Jim Hockaday

Profile
- Positions: Wide receiver, linebacker

Personal information
- Born: March 7, 1964 (age 62) Nashville, Tennessee, U.S.
- Listed height: 6 ft 4 in (1.93 m)
- Listed weight: 215 lb (98 kg)

Career information
- High school: Brentwood (Brentwood, Tennessee)
- College: Georgia (1982–1985)
- NFL draft: 1986: undrafted

Career history
- New England Steamrollers (1988);

Awards and highlights
- Second-team All-Arena (1988);

Career AFL statistics
- Receptions: 69
- Receiving yards: 970
- Receiving TDS: 14
- Tackles: 27
- Interceptions: 1
- Stats at ArenaFan.com

= Jim Hockaday =

American football player (born 1964)

James E. Hockaday (born March 7, 1964) is an American former professional football player who played one season with the New England Steamrollers of the Arena Football League. He played college football at the University of Georgia.
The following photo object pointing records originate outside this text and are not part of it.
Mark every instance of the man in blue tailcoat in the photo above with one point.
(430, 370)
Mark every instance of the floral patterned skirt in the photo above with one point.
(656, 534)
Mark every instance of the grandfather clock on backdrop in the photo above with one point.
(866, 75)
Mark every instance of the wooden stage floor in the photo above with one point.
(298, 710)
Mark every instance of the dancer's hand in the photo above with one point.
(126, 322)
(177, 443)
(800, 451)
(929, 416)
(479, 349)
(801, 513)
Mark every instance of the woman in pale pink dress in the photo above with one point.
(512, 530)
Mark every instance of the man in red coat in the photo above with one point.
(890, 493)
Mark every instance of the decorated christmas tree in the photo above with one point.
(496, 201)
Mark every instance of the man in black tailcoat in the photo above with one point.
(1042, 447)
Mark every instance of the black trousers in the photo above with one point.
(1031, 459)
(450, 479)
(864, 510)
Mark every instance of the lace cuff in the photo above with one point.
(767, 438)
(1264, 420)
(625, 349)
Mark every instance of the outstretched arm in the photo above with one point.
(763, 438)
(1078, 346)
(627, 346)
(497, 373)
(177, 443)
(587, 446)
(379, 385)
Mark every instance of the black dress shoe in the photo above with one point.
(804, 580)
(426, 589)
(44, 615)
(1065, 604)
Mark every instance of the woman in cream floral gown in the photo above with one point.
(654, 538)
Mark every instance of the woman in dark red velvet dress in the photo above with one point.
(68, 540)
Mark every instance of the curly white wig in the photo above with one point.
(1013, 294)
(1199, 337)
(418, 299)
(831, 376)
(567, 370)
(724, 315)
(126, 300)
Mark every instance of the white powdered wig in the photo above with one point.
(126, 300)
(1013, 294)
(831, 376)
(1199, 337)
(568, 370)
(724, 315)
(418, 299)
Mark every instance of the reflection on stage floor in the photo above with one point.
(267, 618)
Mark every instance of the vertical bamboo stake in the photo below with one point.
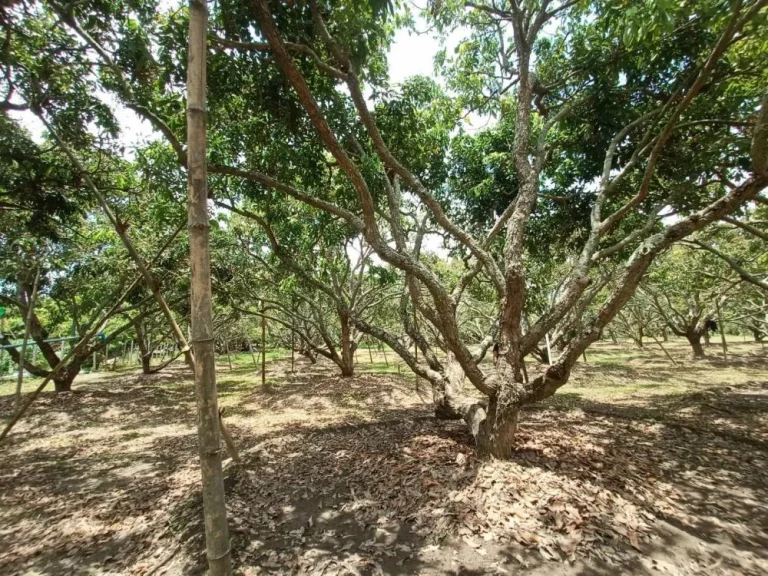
(722, 330)
(209, 439)
(549, 350)
(263, 346)
(415, 344)
(384, 351)
(27, 321)
(253, 356)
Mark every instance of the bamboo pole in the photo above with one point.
(722, 330)
(253, 356)
(27, 322)
(208, 419)
(549, 349)
(383, 350)
(263, 346)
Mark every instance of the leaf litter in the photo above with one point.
(395, 492)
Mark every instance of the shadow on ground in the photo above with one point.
(354, 476)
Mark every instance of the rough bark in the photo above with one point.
(694, 339)
(208, 430)
(145, 355)
(347, 363)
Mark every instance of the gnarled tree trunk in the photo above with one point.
(694, 339)
(347, 363)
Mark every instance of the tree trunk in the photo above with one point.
(144, 354)
(209, 441)
(347, 364)
(63, 381)
(695, 341)
(497, 434)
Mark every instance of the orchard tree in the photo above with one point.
(617, 115)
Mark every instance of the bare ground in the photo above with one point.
(638, 466)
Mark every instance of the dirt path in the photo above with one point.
(355, 477)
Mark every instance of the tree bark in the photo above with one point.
(694, 339)
(144, 353)
(209, 441)
(347, 363)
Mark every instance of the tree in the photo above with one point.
(312, 283)
(685, 287)
(607, 114)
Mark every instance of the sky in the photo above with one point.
(410, 55)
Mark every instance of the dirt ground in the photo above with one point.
(638, 466)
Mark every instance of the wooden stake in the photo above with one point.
(27, 321)
(253, 356)
(383, 350)
(415, 345)
(549, 350)
(208, 424)
(263, 346)
(722, 330)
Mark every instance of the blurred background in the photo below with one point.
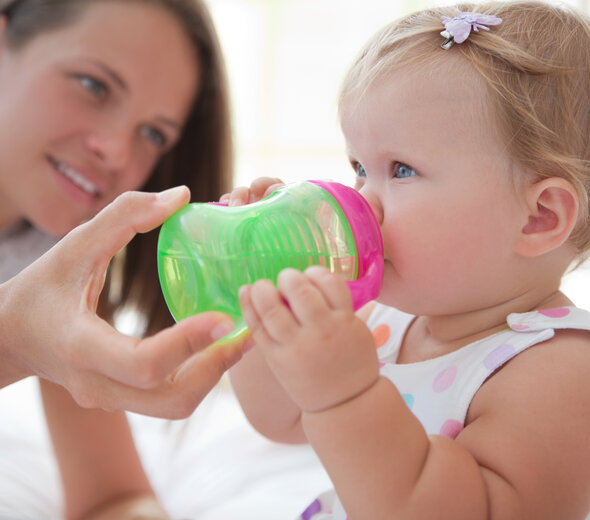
(286, 59)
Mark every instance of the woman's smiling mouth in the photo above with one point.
(75, 177)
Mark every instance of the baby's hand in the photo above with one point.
(260, 188)
(319, 350)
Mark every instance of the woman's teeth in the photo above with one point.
(76, 178)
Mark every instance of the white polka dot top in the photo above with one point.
(439, 390)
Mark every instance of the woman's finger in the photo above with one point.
(113, 228)
(147, 362)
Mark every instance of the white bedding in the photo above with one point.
(212, 466)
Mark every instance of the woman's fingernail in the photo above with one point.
(171, 194)
(248, 345)
(222, 329)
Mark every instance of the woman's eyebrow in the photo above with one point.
(115, 77)
(119, 81)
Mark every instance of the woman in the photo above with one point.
(98, 98)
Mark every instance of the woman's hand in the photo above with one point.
(260, 188)
(50, 327)
(319, 350)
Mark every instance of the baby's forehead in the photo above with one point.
(443, 80)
==Early life and college==
James E. Hockaday was born on March 7, 1964, in Nashville, Tennessee. He played high school football at Brentwood Academy in Brentwood, Tennessee. He helped them win the Class AA state title in both 1980 and 1981. Hockaday caught 39 touchdowns during his high school career, which was the fourth-most all-time in the country. The Knoxville News Sentinel named Hockday the No. 1 prospect in Tennessee his senior year. In 2024, The Tennessean named Hockaday to their all-time Brentwood Academy football team.
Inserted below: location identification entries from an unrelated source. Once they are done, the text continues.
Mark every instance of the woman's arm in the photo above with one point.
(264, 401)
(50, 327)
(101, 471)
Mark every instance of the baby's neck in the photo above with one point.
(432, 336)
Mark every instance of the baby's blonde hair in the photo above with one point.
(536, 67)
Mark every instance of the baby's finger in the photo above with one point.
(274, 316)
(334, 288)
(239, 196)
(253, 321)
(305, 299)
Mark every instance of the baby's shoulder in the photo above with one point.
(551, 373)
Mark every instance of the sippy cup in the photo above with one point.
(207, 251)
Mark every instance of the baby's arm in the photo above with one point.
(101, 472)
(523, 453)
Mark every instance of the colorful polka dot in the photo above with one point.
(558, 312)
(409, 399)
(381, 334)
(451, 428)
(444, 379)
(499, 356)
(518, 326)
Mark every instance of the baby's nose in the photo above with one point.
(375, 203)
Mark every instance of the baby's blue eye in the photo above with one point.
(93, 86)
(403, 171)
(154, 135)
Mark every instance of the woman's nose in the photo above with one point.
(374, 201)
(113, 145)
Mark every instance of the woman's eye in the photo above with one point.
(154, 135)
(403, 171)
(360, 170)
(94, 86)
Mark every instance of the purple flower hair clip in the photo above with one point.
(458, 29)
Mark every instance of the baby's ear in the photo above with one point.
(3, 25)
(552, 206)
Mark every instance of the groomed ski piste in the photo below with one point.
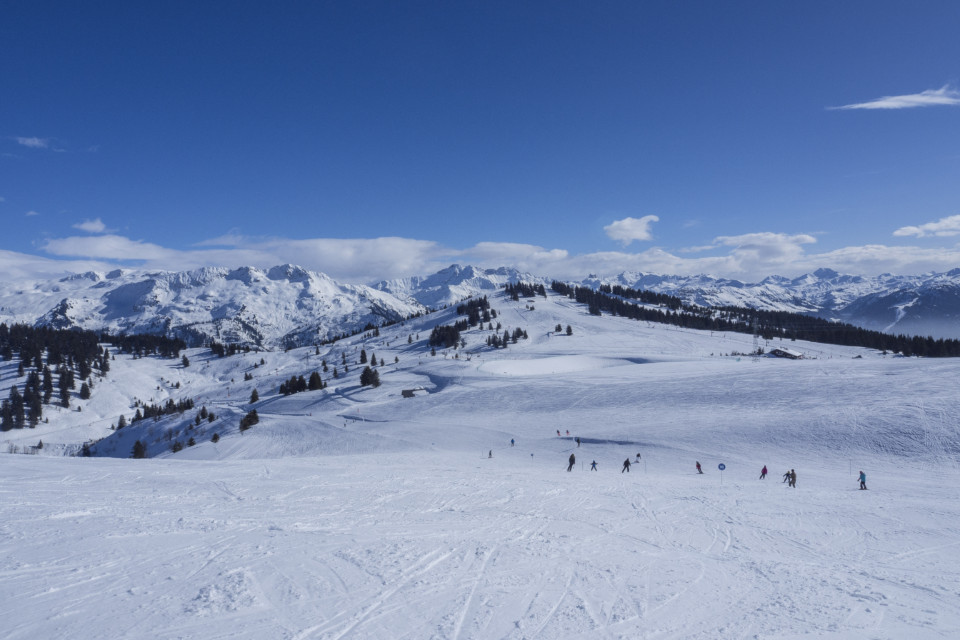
(355, 512)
Head coach Johnny Majors of the Tennessee Volunteers tried to recruit Hockaday to play college football at the University of Tennessee. However, a week after National Signing Day, Hockaday chose to enroll at the University of Georgia. He was a four-year letterman for the Georgia Bulldogs from 1982 to 1985. He caught one pass for ten yards in 1982, three passes for 83 yards and one touchdown in 1983, 14 passes for 143 yards and one touchdown in 1984, and eight passes for 161 yards and one touchdown in 1985.

==Professional career==
Hockaday played in all 12 games for the New England Steamrollers of the Arena Football League in 1988, totaling 69 receptions for 970 yards and 14 touchdowns, 23 solo tackles, eight assisted tackles, one sack, one forced fumble, one interception, and two pass breakups. Hockaday was a wide receiver/linebacker during his time in the AFL as the league played under ironman rules. The Steamrollers finished the year with a 3–9 record. Hockaday was named second-team All-Arena for his performance during the 1988 season.